Bray also recognizes the risks involved in collecting and using data. “We must have safeguards in place to mitigate possible abuses to people’s health and their medical data, as well,” he says, warning that deleting personal, identifiable data is not an absolute protection against the theft or unauthorized sale of patient information. “So [PCI is] empowering consumers to ask the right questions. And we are working with health-care organizations to shape effective, ethical policies around these issues.”
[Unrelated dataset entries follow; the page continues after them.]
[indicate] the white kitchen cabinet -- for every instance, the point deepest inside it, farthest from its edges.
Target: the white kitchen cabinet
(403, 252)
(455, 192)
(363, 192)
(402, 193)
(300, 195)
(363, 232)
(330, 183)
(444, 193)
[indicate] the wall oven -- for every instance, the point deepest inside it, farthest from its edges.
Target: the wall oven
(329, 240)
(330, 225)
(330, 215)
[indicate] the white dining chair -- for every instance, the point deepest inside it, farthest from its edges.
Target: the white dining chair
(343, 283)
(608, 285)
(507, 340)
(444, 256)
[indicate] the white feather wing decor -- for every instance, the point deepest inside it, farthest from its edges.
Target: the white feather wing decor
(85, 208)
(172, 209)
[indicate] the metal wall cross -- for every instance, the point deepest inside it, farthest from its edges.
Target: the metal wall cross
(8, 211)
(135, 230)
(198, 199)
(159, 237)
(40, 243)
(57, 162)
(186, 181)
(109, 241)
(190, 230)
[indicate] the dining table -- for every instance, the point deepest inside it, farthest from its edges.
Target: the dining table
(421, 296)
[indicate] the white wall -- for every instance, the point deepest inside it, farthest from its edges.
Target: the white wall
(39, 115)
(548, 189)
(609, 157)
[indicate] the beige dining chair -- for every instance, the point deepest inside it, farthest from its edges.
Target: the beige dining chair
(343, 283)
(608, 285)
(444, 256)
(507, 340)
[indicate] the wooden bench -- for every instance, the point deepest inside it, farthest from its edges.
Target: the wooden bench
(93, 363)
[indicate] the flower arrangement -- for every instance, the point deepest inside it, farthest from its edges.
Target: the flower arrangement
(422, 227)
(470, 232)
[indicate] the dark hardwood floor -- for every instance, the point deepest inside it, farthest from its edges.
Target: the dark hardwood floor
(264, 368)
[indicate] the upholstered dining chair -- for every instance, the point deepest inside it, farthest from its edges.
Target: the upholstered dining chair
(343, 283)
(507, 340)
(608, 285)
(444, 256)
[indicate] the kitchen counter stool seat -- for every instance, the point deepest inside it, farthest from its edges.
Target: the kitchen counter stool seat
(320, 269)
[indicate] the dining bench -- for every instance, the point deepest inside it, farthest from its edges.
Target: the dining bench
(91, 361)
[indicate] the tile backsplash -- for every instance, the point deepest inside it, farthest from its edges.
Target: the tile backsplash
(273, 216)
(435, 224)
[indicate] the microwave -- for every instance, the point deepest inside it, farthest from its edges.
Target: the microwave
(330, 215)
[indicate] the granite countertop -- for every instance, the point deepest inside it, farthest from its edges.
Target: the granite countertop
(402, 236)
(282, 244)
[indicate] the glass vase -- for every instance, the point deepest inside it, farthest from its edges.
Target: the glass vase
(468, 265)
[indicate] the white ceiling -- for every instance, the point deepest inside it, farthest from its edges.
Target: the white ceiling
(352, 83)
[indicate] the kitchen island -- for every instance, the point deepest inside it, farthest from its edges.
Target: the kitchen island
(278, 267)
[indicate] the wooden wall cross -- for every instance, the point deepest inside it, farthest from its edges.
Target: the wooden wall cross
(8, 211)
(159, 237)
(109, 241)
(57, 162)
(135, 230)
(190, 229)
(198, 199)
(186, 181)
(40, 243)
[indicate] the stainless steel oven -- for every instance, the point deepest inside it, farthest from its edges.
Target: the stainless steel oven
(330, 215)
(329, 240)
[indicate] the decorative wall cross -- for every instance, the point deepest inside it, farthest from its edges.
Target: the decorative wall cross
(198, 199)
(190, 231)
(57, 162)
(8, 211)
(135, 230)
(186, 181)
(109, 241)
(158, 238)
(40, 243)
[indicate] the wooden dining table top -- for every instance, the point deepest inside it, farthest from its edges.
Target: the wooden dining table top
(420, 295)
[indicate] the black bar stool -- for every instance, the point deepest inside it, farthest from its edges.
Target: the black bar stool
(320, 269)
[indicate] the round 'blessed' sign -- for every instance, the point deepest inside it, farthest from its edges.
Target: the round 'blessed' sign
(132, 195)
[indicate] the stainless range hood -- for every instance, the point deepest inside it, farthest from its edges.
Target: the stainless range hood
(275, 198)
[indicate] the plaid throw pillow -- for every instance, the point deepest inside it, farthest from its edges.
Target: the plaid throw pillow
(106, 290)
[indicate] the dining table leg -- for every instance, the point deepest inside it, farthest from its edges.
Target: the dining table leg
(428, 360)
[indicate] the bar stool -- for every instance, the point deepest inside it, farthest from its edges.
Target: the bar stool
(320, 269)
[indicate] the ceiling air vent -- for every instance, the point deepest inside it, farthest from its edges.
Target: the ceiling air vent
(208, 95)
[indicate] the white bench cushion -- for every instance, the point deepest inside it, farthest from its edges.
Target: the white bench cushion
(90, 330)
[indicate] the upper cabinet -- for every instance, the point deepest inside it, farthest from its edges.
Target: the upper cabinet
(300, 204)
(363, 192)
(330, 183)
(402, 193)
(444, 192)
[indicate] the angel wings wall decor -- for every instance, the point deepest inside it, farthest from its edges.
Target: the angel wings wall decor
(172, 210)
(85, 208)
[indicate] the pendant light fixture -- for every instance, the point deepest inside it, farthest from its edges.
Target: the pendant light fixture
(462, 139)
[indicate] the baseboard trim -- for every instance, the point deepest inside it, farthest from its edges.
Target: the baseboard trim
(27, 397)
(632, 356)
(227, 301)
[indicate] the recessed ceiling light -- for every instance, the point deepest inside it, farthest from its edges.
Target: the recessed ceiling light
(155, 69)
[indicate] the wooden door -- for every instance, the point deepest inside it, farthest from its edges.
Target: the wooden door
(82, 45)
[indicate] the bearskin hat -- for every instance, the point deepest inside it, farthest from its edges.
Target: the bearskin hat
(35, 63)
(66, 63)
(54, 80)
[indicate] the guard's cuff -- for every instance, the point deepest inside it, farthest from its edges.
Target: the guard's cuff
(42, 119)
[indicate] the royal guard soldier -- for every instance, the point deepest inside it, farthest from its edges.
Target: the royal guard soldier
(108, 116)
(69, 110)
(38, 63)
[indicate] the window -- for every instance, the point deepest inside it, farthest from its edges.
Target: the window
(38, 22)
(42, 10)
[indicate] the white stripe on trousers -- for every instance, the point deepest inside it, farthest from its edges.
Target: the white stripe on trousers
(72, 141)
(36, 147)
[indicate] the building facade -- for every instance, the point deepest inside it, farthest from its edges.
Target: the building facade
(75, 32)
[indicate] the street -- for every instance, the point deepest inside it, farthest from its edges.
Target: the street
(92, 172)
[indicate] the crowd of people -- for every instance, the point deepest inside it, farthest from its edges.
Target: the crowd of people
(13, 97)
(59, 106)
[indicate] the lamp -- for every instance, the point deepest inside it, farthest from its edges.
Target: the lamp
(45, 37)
Digital innovation and automation has disrupted employment opportunities in a variety of industries such as manufacturing and retail, and PCI is examining the potential impact of those technologies in the medical field, as well.

“Health-care providers have a responsibility to help employees cope with the expected disruption associated with technological innovations in medicine,” Bray says. “With the productivity benefits of technology, it’s reasonable to assume that more jobs will be displaced than created, at least in the short term. So it’s critical to discuss how that will affect employees’ fiscal and mental well-being. We may be entering an era where we retrain people by pairing them with machines, utilizing innovations such machine learning and AI to maximize benefit for everyone.”

Supporting human rights in the digital era

Beyond expanding connectivity and exploring the moral and ethical impact of technological innovation in specific industries, PCI is focused on how technology will affect human rights in the years to come.

“One of our concerns at PCI is that the internet is no longer seen as just a force for good or for bringing people together,” Bray says. “Is it polarizing us? Pulling us apart? Preventing reasonable conversations and rationale solutions to big problems? It’s essential to ask those questions, and perhaps society will need to make hard choices about the algorithms at the heart of some of these technologies.”

Bray notes the significance of PCI’s work in a month that marks the 70th anniversary of the United Nations Declaration of Human Rights (December 10).

“It’s an opportunity to re-examine the internet and to discuss the community norms, human rights and social contracts required in this digital era,” Bray says. “The internet is a reflection of humanity. The technology itself is amoral. It’s how we humans choose to use it that determines whether it’s good or bad.”